Seeking resolution
Elvis Costello appeared five or six years ago as part of “The Harry Smith Project,” a musical renewal of the songs collected by Smith in the Anthology of American Folk Music, providing his proposed resolution of the Omie Wise tale. It’s a remarkable performance, I think, and a fine bit of songwriting.
Costello followed Kate and Anna McGarrigle’s performance of “Ommie Wise,” with a sequel he penned, “Ommie Wise, pt. 2 (What Lewis Did Last).” He introduces it explaining that John Lewis going free seems “unsatisfying.”
There are quite a few interesting elements to this piece, the lyrics to which can be found here. Instead of a folk dialogue, the song is mostly a first-person confession, his testimony, bookended by a bit of third-person framing that highlights his cowardice (perhaps) and desperation. Costello’s performance can be found as the latter half of these two links:
(Steve Earle makes a few interesting comments at the conclusion of Costello’s performance.)

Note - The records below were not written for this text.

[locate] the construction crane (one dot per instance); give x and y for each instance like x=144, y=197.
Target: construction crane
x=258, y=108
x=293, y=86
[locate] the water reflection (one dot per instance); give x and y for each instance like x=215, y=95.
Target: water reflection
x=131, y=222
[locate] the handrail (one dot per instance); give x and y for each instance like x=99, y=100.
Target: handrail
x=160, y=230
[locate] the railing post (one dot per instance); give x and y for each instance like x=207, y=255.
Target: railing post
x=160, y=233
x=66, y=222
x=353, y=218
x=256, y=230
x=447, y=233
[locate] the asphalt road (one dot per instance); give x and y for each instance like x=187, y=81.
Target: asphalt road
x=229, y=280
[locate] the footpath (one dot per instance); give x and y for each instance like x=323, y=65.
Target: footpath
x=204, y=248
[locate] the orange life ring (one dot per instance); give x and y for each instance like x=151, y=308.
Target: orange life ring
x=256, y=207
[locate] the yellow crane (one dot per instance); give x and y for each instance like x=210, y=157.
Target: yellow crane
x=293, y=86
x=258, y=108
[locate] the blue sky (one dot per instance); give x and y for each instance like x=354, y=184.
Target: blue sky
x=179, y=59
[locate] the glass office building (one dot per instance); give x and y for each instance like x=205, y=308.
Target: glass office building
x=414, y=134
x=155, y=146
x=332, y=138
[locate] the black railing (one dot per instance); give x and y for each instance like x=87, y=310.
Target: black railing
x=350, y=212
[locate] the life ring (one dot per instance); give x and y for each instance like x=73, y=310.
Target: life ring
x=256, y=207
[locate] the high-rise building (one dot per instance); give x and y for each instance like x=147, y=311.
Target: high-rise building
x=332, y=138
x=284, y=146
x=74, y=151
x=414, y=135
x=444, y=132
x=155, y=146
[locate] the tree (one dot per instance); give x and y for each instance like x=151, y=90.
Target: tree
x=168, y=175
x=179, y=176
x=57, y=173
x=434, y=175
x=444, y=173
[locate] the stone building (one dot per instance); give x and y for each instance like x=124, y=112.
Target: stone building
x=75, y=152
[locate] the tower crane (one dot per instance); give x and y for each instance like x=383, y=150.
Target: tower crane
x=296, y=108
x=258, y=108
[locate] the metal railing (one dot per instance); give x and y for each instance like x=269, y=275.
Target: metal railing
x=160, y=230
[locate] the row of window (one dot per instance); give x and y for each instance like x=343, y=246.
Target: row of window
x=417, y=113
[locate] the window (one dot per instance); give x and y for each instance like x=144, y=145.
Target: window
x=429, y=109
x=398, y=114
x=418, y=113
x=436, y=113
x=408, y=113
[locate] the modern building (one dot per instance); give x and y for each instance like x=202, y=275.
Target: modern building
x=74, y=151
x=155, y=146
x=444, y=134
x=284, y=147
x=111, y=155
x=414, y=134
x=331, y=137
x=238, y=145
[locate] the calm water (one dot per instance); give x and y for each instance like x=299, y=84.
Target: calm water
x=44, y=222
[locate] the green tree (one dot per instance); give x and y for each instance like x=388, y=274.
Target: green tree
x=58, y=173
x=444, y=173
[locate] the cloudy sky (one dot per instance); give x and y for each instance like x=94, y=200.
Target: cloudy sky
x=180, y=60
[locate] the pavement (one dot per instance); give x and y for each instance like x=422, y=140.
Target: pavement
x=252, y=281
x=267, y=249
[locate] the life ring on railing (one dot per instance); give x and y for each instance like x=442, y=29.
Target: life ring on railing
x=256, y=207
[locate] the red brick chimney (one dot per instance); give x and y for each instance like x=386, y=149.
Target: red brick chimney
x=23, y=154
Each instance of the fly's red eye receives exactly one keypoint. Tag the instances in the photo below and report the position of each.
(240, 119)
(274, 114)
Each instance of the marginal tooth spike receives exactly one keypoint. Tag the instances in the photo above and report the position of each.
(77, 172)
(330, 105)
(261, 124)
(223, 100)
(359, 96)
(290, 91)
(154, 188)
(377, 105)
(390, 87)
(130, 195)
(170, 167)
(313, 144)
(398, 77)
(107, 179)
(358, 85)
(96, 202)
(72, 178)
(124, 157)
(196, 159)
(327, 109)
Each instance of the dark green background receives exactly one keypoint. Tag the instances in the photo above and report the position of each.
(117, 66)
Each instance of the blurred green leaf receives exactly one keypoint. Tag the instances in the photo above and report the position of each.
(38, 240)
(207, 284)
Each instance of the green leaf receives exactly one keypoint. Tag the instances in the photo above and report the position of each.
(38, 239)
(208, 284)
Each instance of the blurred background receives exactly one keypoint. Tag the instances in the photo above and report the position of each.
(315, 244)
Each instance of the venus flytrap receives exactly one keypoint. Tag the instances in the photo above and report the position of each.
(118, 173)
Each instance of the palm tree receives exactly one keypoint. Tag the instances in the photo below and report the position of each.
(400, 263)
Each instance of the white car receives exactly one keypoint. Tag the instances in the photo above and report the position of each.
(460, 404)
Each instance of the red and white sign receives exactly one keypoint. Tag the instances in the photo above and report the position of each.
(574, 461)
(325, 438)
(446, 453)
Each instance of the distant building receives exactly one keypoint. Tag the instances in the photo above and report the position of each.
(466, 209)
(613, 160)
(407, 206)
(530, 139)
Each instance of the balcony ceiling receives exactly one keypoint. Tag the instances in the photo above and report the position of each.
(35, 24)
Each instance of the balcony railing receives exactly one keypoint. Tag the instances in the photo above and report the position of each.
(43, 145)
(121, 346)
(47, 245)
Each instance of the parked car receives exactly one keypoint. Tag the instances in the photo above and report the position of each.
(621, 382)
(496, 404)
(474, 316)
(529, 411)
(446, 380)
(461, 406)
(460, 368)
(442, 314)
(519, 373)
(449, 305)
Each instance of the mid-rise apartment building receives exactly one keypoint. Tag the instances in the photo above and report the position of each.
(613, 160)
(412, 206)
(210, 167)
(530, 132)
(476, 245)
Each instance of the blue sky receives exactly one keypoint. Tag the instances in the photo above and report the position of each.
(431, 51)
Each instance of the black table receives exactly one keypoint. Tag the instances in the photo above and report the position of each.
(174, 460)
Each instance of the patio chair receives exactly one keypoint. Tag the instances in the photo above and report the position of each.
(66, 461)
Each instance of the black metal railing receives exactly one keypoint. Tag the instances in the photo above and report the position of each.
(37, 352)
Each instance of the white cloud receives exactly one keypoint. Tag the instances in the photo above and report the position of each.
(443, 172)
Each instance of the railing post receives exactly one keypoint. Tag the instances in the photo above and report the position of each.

Ommie Wise — Elvis Costello (Spotify)
In addition to following the basic outlines of the tune, Costello paints a portrait of Lewis’s conscience that seems to me to ring at least mostly true to how such guilt or haunting would have been described in an early 19th century context. Even with Costello’s distinctive style of delivery, I’d say the sequel here remains pretty faithful to the source.
However haunted, Lewis’s lack of full repentance leaks through his confession. In the end, Omie gets justice through the resolution denied to Lewis. Although some of the versions of the original ballad include Lewis’s confession and his expectation of being executed, none of them go so far as to depict execution or justice being done–which is understandable given the facts of the real case. Nevertheless, it is interesting to think about what might drive the singers of the original ballad to leave in the confession or to take it out, and what might inspire Costello or us, in the present day, to address the unresolved matters of the original.
In the end, I don’t think there’s a chance of Costello’s song approaching the power, and staying power, of the source; and it won’t be sung for centuries. In part, I think this is because, despite its faithfulness to the source version, it has more of a personal, novel-like approach to its characters. And, it doesn’t really make sense as a stand-alone song. It does, however, do a remarkably good job of painting around the edges of the story in ways that illuminate both the original and, perhaps, some of our own sensibilities about crime, injustice, and tragedy.